U.S. President Joe Biden, riding high in the polls, raised his 100-day administration record in his speech at a joint congressional hearing on Wednesday. Focusing on his remarks, especially on the COVID-19 crisis, Biden spoke of how America is “leading the world and” finding drugs “in communities that are hard to reach.”
But Biden, striking out nationalism, has said nothing about helping the world in what continues to be a global epidemic. And with the prioritization of the first president – COVID-19 – now out of control in India and other developing countries, health experts say Biden is ignoring his promise to stand up for vaccines for the most needy nations. Ultimately, that would exacerbate an unprecedented health problem and put the United States itself at risk, critics say.
The key issue is whether the authorities will accept the six-month proposal made by India and South Africa to temporarily revoke patents and patents in order to accelerate global production of vaccines. Critics say Biden is more than willing to take care of the big ************** companies, despite significant efforts to reach an agreement with US Trade Representative Katherine Tai. In a speech earlier this month, Tai itself warned of “the divisions between developed and developing countries when it comes to access to medicines.”
“Biden is starting his stay at the White House, bringing millions of people who have been waiting for years to get vaccinated,” said Gregg Gonsalves, a gynecologist at Yale School of Public Health. “We need to crush COVID now, not in 2022, 2023, or 2024. Right now, Biden is punishing, relying on theater ideas – promising 60 million doses from AstraZeneca where billions are needed – rather than resorting to bold policy.”
Such a policy would include the rapid transfer of technology in India and other countries in need of assistance, as well as production capacity. These ideas have been widely shared by some health experts around the world who say the ************** industry has less demand for intellectual property rights in vaccines than usual because billions of American taxpayers went into making these vaccines quickly. For example, the U.S. government Funded 100 percent of Modern vaccine activity to get U.S. approval. Food and Drug Administration, reports Public Citizen, a defense group. Pfizer received a $ 1.95 billion government contract.
“I am completely confused by the huge leadership gap in this issue,” said Matthew Kavanagh of Georgetown University’s Global Health Policy and Politics Initi. “I would have thought that this would actually be done in the first few months, and here it is almost the first 100 days. The world is waiting. ”

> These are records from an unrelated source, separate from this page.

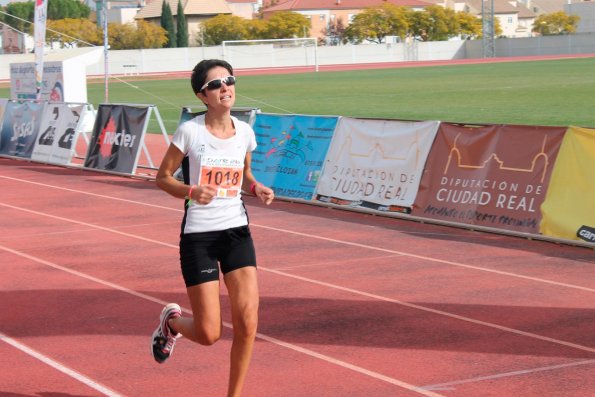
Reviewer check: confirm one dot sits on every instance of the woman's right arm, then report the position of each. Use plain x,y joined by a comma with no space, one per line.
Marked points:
165,176
167,182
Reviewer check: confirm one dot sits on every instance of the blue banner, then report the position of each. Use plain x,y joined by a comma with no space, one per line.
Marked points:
20,127
291,151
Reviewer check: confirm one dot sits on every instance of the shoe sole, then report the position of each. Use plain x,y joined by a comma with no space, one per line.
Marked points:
162,317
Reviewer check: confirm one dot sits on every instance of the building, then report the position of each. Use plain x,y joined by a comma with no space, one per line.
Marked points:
196,11
584,9
244,8
515,18
325,13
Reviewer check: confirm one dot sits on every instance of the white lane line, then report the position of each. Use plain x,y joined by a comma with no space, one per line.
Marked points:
267,338
420,257
449,385
429,259
62,368
338,287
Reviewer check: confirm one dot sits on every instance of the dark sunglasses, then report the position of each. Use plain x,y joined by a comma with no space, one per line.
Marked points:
216,83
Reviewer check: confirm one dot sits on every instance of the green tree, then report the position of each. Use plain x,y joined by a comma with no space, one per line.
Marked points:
141,34
182,27
61,9
470,27
68,32
434,23
556,23
255,29
24,11
150,35
220,28
375,23
167,23
287,25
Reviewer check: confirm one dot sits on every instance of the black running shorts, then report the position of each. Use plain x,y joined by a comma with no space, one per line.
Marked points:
201,254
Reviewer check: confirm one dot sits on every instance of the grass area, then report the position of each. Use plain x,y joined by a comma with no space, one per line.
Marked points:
553,92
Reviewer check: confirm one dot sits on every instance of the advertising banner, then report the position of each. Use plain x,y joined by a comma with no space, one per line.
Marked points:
3,102
57,136
376,164
569,207
20,127
494,176
117,137
23,81
291,151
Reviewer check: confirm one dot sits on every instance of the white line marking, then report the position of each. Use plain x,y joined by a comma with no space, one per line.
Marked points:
426,258
448,385
334,286
420,257
56,365
269,339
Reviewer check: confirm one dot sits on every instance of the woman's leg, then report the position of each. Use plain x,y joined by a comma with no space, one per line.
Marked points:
205,325
242,285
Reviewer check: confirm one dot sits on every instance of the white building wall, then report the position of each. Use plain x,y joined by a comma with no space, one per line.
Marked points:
149,61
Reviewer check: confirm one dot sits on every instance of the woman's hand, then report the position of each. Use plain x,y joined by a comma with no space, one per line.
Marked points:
203,194
265,194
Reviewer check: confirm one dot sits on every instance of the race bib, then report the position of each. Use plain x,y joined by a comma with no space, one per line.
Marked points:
224,174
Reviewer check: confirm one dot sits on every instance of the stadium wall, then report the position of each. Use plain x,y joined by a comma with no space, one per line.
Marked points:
151,61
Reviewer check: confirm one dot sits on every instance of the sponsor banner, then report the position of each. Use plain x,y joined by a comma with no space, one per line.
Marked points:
3,102
20,127
117,138
494,176
291,152
376,164
55,141
23,81
569,207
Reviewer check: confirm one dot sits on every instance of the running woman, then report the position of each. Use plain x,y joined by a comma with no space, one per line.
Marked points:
214,150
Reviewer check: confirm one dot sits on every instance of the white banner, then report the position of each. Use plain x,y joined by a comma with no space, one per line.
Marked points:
39,34
57,134
376,164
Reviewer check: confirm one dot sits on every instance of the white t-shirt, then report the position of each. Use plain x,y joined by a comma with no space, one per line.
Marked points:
218,163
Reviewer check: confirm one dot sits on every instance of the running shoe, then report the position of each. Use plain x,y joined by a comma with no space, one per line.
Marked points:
164,339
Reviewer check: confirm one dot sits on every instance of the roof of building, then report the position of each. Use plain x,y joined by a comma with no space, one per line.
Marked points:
501,7
304,5
548,6
191,7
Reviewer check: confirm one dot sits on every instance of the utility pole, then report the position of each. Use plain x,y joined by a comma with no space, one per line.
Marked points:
488,28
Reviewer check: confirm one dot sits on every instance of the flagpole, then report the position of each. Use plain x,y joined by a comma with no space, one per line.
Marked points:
105,52
40,18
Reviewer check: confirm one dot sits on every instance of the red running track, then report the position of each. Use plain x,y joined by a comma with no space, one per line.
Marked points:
351,304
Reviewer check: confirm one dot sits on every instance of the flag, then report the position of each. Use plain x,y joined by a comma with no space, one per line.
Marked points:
39,33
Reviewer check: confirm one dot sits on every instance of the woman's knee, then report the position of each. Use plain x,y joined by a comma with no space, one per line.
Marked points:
207,337
246,323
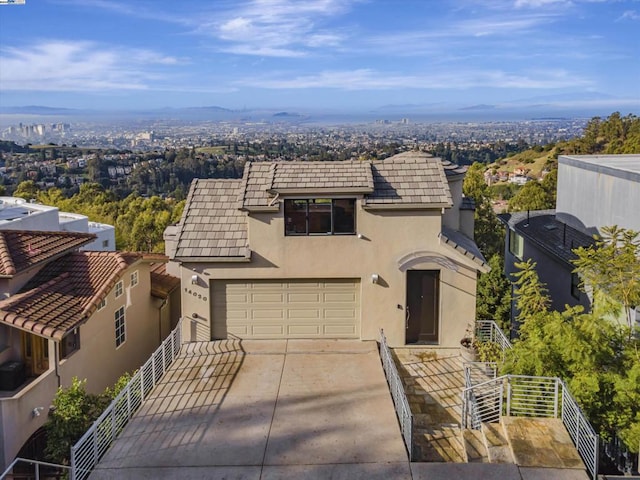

India and Brazil in particular have new cases of COVID-19, and Indian Prime Minister Narendra Modi called on Biden this week to support the issuance of patents in the wake of the second major wave of the epidemic. India has reported at least 300,000 new diseases every day in the past week, and the area where cremation is said to be operating non-stop.
Ironically, India is the world’s largest vaccine maker, with Modi offering the world’s free vaccines under the controversial “vaccination policy” starting in January. But suddenly, India is in a state of despair, having vaccinated less than 6 percent of its nearly 1.4 billion people as new developments of COVID-19 emerge – and experts believe that these species are now spreading to other countries, including the United States .
Management officials say Tai has been actively trying to resolve the issue of ownership, as it has asked for ideas in recent days from major ************** companies such as Pfizer, Moderna, and AstraZeneca; a man in charge of COVID-19 in charge, Anthony Fauci; Seth Berkley of Gavi, the Vaccine Alliance, a global public-private partnership that oversees the distribution of vaccines; Bill Gates; and other public health advocates. There seems to be room for relaxation: Final fall Moderna President Stephen Hoge has said the company will not enforce the patents related to the COVID vaccine as long as the epidemic continues. Gates, who has personally spent billions of dollars on global health as part of his foundation, said giving up IP rights too soon could create security problems.
The president has been looking for a solution, said management, but in the end he has to work with the same ************** companies that, through their debt, delivered the drugs on time. “I don’t believe we’re dealing with irrational people here,” said Priti Krishtel, founder of I-MAK, a major defense group that supports widespread access to medicine. “I think we live by a market-based system. The epidemic has also shown that the ways in which we build our economies are not fully balanced. ”
However, some critics suggest that Bididen, with long-standing doubts about the issue, could risk breaking a promise he made last July when the then Democratic leader of the party said he would “never, never” allow patents to stop accessing vaccines around the world. At the time, Biden criticized his predecessor, Donald Trump, for doing so, saying that his patent protection policies did not have “human dignity.” Biden added: “It is not a good thing to do. It is our passion to do it. ”
Vaccine advocates say Biden is trying to avoid confrontation with the ************** industry and the Republicans at a time when he has been frustrated by having his major domestic plans approved. In his speech Wednesday, Biden dropped his third plan of nearly $ 2 trillion in several months. To help pay for it, he is asking Congress to approve a $ 1.5 trillion tax increase that will hit the wealthy Americans, while Republicans are on the brink.